Queen's GambitQueen’s Gambit, Elizabeth Fremantle, (S&S; Thorndike)
This debut historical novel arrives with an unusual number of positive pre-pub reviews (only Kirkus manages to rain on this parade). About Katherine Parr, the sixth wife of Henry VIII, it’s drawing comparisons to Hilary Mantel’s critical and popular successes, Wolf Hall, and Bring Up the Bodies.


Hungry: What Eighty Ravenous Guys Taught Me about Life, Love, and the Power of Good Food, Darlene Barnes, (Hyperion)

Who can resist a memoir by a woman who had the cajones to try to introduce a bunch of frat boys to a decent diet? Read the Kirkus review; it will convince you even if the cover and subtitle don’t.

Media Magnets

Manson Manson: The Life and Times of Charles Manson, Jeff Guinn, (S&S)

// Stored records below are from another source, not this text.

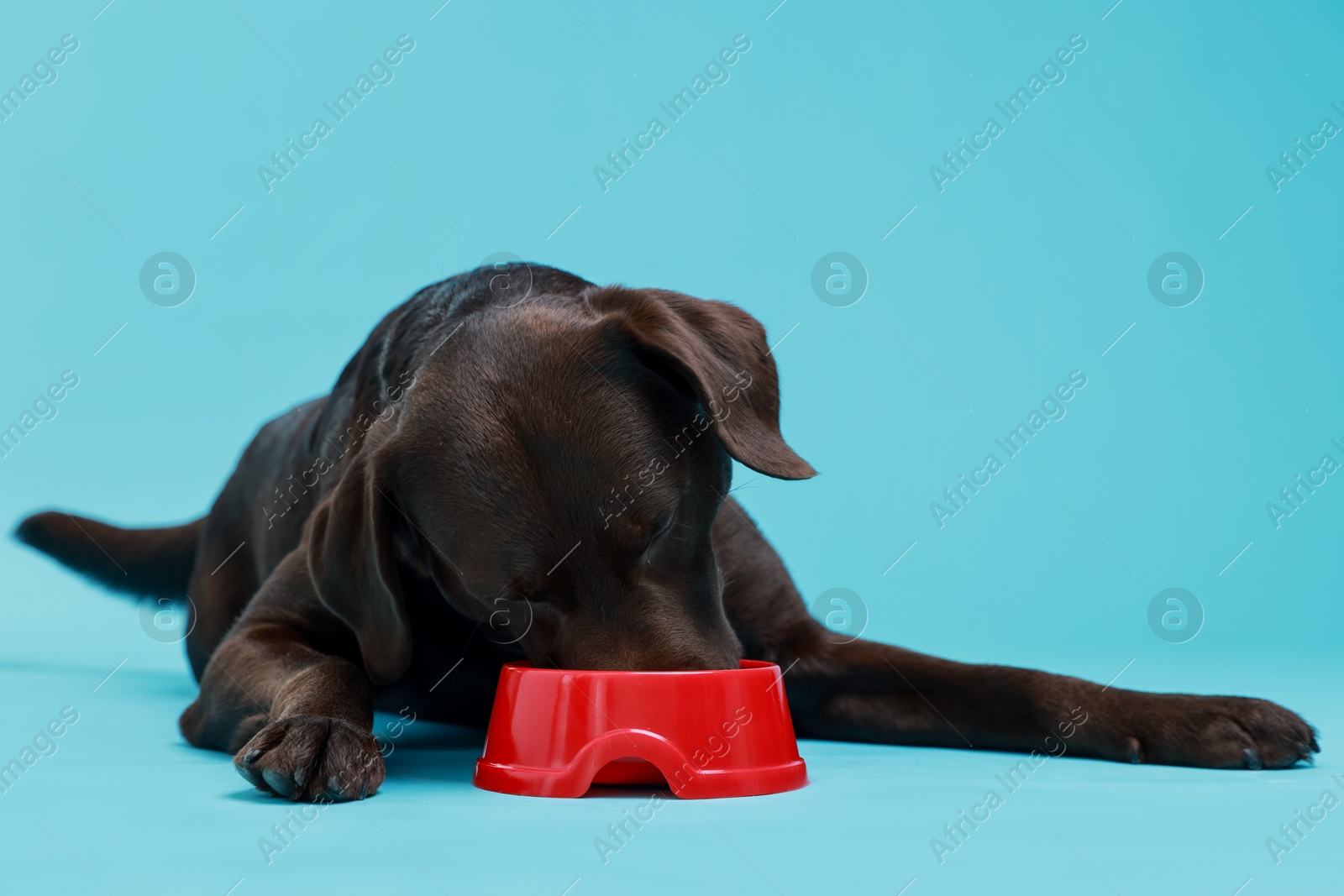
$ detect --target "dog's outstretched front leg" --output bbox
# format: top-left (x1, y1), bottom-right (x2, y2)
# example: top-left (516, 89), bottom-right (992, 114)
top-left (784, 637), bottom-right (1319, 768)
top-left (179, 551), bottom-right (385, 800)
top-left (714, 498), bottom-right (1319, 768)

It’s been over 25 years since Vincent Bugilosi’s major best seller, Helter Skelter (Norton; amazingly still in print) examined the lurid 1969 Hollywood murders committed by Manson and his band of followers. Attention is building for this new look at the case; USA Today interviewed the author this week. Entertainment Weekly gives it B, saying, “If the result is low on flair, Guinn gets high marks for diligence.” More media is coming, including NPR’s Weekend All Things Considered, and TV’s Inside Edition.

Those Few Precious DaysThese Few Precious Days: The Final Year of Jack with Jackie, Christopher Andersen, (S&S/Gallery)

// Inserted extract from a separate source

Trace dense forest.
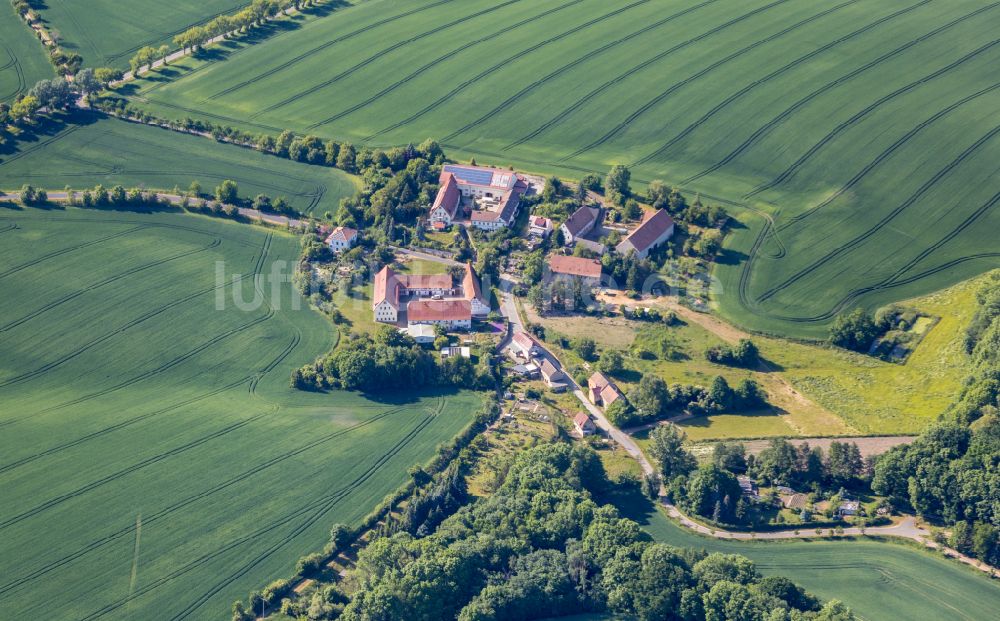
[334,443,854,621]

The author, a former senior editor for People magazine, has written over a dozen best-selling bios of well-known figures. He is scheduled to appear on NBC’s Today Show next week. The upcoming 50th anniversary of JFK’s assassination will bring increased interest in the Kennedys, which will be fed by more books and  the movie Parkland, opening Sept. 20, about the chaotic hours after the dying JFK was brought to the Dallas hospital of the title.

Best Seller Followup

Clark Howard's Living Large for the Long Haul

Clark Howard’s Living Large for the Long Haul: Consumer-Tested Ways to Overhaul Your Finances, Increase Your Savings, and Get Your Life Back on Track, Clark Howard, Mark Meltzer, Theo Thimou, (Penguin/Avery; Tantor Audio)

Howard has a show on CNN’s Headline News. His previous title, was on the NYT Pbk. Advice best seller list for 21 weeks, hitting #1 in it’s third week. You can expect that he will be promoting this new book on his show.

There are no prepub reviews, so several libraries have not ordered it.